Bicycle speed also allows you to take in the subtle changes in design, culture, climate, sounds and smell-scapes as you pass from one region to the next. The south was tropical, humid and full of citrus fruits ripening in the May sun, a chorus of frog song accompanied us wherever we went. Moving into the Alps, the roofs became pointed, and frog song turned into the sound of rushing meltwater, used to make soba noodles served with foraged mountain vegetables. Northern Honshu was cultish, strange and unexplored: the mummified remains of monks in eternal meditation, rumours of Jesus’ final resting place, hidden vegan restaurants run to perfection. Then Hokkaido, the least developed, left till last, spring planting well underway, the smell of manure heavy in the air, persistent headwinds and wind turbines to rub it in.

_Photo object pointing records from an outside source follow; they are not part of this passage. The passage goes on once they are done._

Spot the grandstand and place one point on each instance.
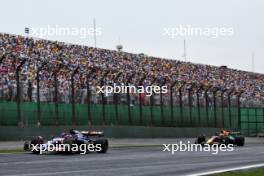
(44, 70)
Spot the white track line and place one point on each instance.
(227, 170)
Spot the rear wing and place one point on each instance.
(93, 133)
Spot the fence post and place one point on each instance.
(128, 99)
(239, 110)
(207, 104)
(151, 109)
(161, 106)
(140, 101)
(198, 103)
(88, 96)
(256, 117)
(229, 107)
(180, 98)
(222, 107)
(18, 69)
(39, 68)
(190, 104)
(73, 96)
(56, 98)
(116, 101)
(214, 101)
(171, 102)
(2, 94)
(103, 97)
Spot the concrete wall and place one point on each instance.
(15, 133)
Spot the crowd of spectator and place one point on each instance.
(52, 58)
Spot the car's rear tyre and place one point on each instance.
(68, 145)
(36, 142)
(200, 140)
(27, 146)
(104, 145)
(240, 141)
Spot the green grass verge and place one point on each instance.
(252, 172)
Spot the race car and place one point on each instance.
(73, 142)
(223, 137)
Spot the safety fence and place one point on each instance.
(248, 120)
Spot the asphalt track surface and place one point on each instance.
(129, 161)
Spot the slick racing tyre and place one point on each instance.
(36, 142)
(104, 145)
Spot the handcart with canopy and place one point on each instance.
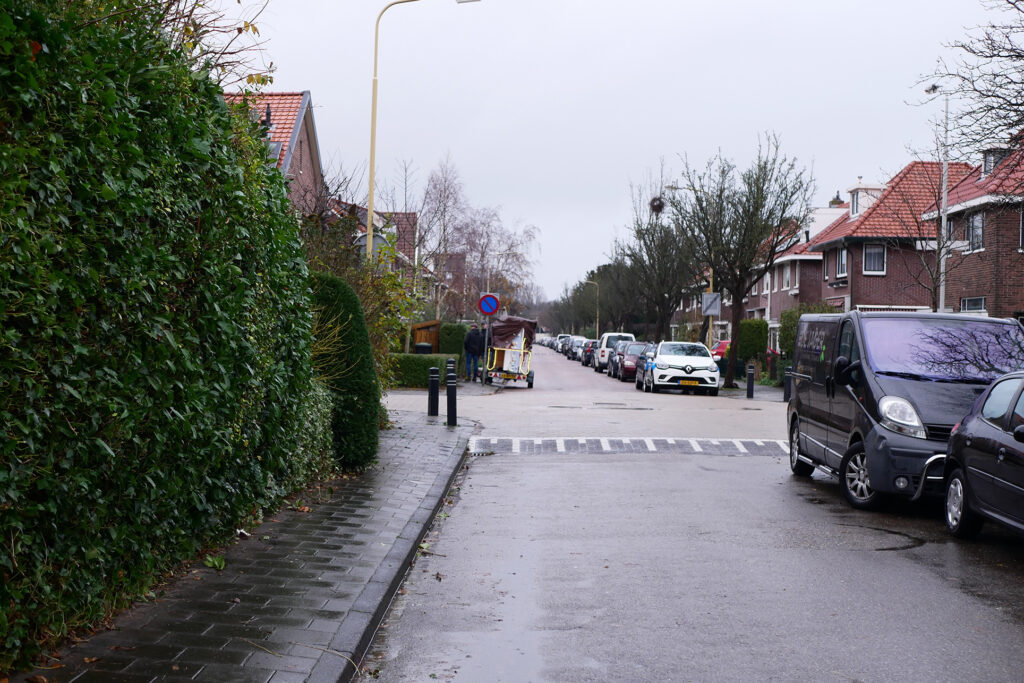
(510, 342)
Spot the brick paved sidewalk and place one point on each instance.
(301, 597)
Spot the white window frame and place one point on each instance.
(973, 309)
(975, 228)
(885, 260)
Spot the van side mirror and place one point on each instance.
(844, 370)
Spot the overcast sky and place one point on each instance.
(551, 109)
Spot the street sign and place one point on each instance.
(487, 304)
(711, 303)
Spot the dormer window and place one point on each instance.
(991, 159)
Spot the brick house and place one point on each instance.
(291, 139)
(796, 275)
(985, 270)
(876, 256)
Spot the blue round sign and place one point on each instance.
(487, 304)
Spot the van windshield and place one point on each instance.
(971, 350)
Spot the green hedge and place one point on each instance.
(753, 339)
(413, 370)
(348, 371)
(155, 372)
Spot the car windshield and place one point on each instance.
(683, 348)
(943, 349)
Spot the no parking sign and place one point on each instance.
(487, 304)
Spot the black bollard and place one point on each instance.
(432, 392)
(451, 396)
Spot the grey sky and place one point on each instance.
(551, 109)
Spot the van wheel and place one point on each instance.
(962, 520)
(853, 480)
(799, 467)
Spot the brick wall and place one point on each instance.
(996, 272)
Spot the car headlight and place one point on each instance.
(898, 415)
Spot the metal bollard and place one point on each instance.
(432, 388)
(451, 396)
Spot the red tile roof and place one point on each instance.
(287, 110)
(1006, 180)
(896, 214)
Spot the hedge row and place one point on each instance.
(155, 374)
(413, 370)
(345, 361)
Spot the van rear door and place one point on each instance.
(815, 340)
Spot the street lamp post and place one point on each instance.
(373, 126)
(597, 308)
(943, 235)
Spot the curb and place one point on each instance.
(360, 624)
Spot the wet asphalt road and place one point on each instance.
(629, 563)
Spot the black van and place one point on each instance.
(876, 394)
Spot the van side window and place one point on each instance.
(848, 346)
(998, 399)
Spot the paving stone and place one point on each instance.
(302, 584)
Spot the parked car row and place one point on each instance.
(908, 404)
(651, 367)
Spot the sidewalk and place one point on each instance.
(301, 598)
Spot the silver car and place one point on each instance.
(687, 366)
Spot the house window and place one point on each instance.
(973, 304)
(875, 259)
(976, 231)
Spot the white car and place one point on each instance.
(684, 365)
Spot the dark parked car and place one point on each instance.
(615, 357)
(644, 364)
(984, 469)
(876, 395)
(588, 352)
(630, 359)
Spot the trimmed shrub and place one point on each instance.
(346, 368)
(155, 367)
(413, 370)
(753, 339)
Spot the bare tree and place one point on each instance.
(662, 263)
(737, 224)
(986, 81)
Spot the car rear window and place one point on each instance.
(973, 350)
(682, 348)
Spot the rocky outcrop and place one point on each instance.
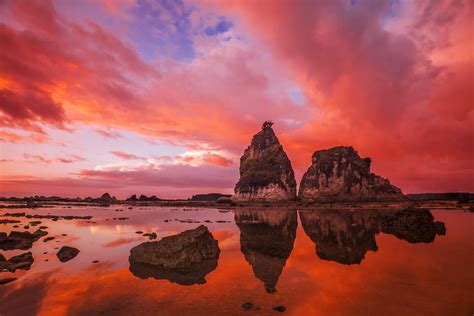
(266, 240)
(340, 175)
(20, 262)
(265, 170)
(185, 258)
(345, 236)
(20, 240)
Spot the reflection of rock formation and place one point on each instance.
(185, 258)
(339, 235)
(266, 240)
(345, 236)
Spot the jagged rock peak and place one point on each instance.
(265, 170)
(339, 174)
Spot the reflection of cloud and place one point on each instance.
(25, 295)
(120, 242)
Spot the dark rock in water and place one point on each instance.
(266, 240)
(209, 197)
(185, 258)
(265, 170)
(247, 306)
(106, 199)
(345, 236)
(67, 253)
(133, 198)
(340, 175)
(9, 221)
(7, 280)
(150, 235)
(20, 240)
(20, 262)
(280, 308)
(413, 225)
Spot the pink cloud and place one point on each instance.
(127, 156)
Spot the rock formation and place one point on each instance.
(266, 240)
(20, 240)
(20, 262)
(340, 175)
(265, 170)
(185, 258)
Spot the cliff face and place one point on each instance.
(265, 170)
(340, 175)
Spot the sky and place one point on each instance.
(161, 97)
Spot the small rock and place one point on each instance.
(280, 308)
(6, 280)
(67, 253)
(151, 235)
(247, 306)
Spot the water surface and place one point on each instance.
(317, 262)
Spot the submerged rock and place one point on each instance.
(185, 258)
(265, 170)
(7, 280)
(20, 262)
(340, 175)
(67, 253)
(20, 240)
(266, 240)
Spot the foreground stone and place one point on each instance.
(185, 258)
(340, 175)
(67, 253)
(6, 280)
(20, 262)
(265, 170)
(20, 240)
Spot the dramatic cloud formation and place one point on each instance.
(194, 80)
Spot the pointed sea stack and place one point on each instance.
(340, 175)
(265, 170)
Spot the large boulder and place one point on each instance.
(339, 174)
(20, 262)
(20, 240)
(185, 258)
(265, 170)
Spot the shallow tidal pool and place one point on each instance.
(312, 262)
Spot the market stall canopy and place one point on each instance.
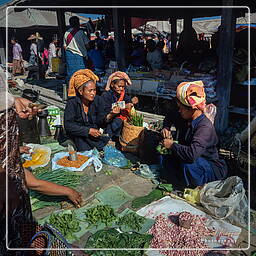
(208, 25)
(33, 17)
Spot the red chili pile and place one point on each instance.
(169, 234)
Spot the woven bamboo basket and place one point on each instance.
(131, 137)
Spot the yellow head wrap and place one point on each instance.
(79, 78)
(118, 75)
(191, 94)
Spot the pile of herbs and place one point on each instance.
(136, 119)
(100, 214)
(67, 223)
(131, 220)
(111, 238)
(60, 177)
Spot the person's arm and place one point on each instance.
(202, 137)
(71, 126)
(51, 189)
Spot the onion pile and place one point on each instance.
(169, 234)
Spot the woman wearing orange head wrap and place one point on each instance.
(193, 161)
(114, 93)
(83, 113)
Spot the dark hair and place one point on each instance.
(117, 80)
(74, 22)
(151, 45)
(92, 44)
(185, 106)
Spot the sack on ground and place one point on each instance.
(226, 200)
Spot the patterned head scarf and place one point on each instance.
(191, 94)
(118, 75)
(79, 78)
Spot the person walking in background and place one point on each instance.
(52, 53)
(17, 57)
(33, 50)
(75, 45)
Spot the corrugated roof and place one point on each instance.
(33, 17)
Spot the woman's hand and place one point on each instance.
(74, 196)
(166, 133)
(23, 109)
(94, 132)
(128, 105)
(24, 149)
(135, 100)
(115, 110)
(167, 143)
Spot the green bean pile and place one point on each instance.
(66, 223)
(100, 214)
(131, 220)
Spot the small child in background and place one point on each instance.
(45, 58)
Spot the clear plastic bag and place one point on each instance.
(210, 111)
(226, 200)
(94, 159)
(114, 157)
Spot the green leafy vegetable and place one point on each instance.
(144, 200)
(166, 187)
(100, 214)
(131, 220)
(67, 223)
(162, 150)
(111, 238)
(60, 177)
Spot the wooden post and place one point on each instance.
(119, 38)
(224, 71)
(173, 34)
(128, 35)
(62, 29)
(2, 47)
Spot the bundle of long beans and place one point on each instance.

And throughout it all, wonderful people to meet and talk to, making the best of whichever corner of the world they’d ended up in: the shaved-ice lady on her second day of business, set-up outside an abandoned hotel; our coffee barista friend at a truck stop, touring Kagoshima in his coffee van; the baker who’d moved from Kyoto to northern Hokkaido to find somewhere with no competition.
Kaizen
It’s a good exercise to look back at a trip like this and ask what I’d change. Truth is, very little, but here are some thoughts: If I were to plan the route again, I’d add four or five spare days to the itinerary to allow us to properly explore a few areas in depth. Our schedule was a tight 28 days, with only one rest day between 27 days of cycling. Sure, there was a satisfaction to making such good progress day after day, but there was no flexibility to spend more than a few hours in each area we stayed. We could have quite happily whiled away a day in Taketa, exploring the groves of kabosu citrus. Similarly another day in Koyasan, to wander the temples and forests. And after days in the countryside, we felt the pull of Sapporo more than any other city we visited, the temptation of the narrow alleys and floor after floor of restaurants, clubs and bars. I think all of us would have benefited from a second day in that city.
I’d also be keen to camp a decent chunk of my next tour. Staying in hotels throughout was incredibly luxurious, and it was nice to be dry and clean at the end of every day, but hotels tie you to the road. A tent (or better yet a camping hammock) would have allowed us to get to some even more remote parts of Japan, though would have come at the price of extra weight and some pretty soggy evenings. It’d also be cool to plan a route that is structured around some kind of sub-mission, to give the trip a second layer of exploration and purpose. I’m spitballing, but a route that would link together five iconic mountain climbs across a country (we managed one at the start of the trip), or follow an ancient travellers’ trail to see how it has succumbed to modernity, or visit the highest-rated bubble tea shop in every prefecture we pass through.
What’s Next?
I hope you’ve enjoyed reading this newsletter over the past few weeks and following with our trip — it’s been a lot of fun to write. Over the next few weeks I want to edit up all the video we took on the trip into something that’s watchable. I also plan to write a few posts to explain some of the more logistical aspects of riding in Japan, e.g. sharing the notorious Sheet that details our route, our packing list for the month, and how we went about navigating the country. If you have any particular questions about the trip, please let me know and I’ll do my best to answer them, hopefully this can become a useful resource for anyone who wants to follow a similar route.
Thanks you to everyone who has supported us throughout,
Oscar
Wow, what adventure. I started at the end here. Will read from the start now. Thank you for sharing your experience!
Looks great, just back from a tourist holiday in Japan and now want to take my bike over and cycle the length of it, so have been searching for blogs & info.